A central limit theorem for the effective conductance: Linear boundary data and small ellipticity contrasts
For researchers in stochastic homogenization and statistical physics, this provides a rigorous CLT for a key quantity in disordered media, though it is incremental over existing results for the deterministic limit.
The paper proves a central limit theorem for the effective conductance in resistor networks on Z^d with i.i.d. conductances and small ellipticity contrast, showing that the scaled effective conductance converges to a deterministic limit with Gaussian fluctuations.
Given a resistor network on $\mathbb Z^d$ with nearest-neighbor conductances, the effective conductance in a finite set with a given boundary condition is the the minimum of the Dirichlet energy over functions with the prescribed boundary values.

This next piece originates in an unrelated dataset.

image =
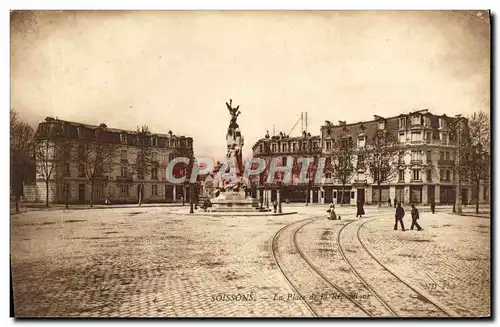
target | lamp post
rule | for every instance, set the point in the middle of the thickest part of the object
(191, 189)
(280, 185)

For shift-ergodic conductances, linear (Dirichlet) boundary conditions and square boxes, the effective conductance scaled by the volume of the box converges to a deterministic limit as the box-size tends to infinity. Here we prove that, for i.i.d. conductances with a small ellipticity contrast, also a (non-degenerate) central limit theorem holds. The proof is based on the corrector method and the Martingale Central Limit Theorem; a key integrability condition is furnished by the Meyers estimate. More general domains, boundary conditions and ellipticity contrasts will be addressed in a subsequent paper.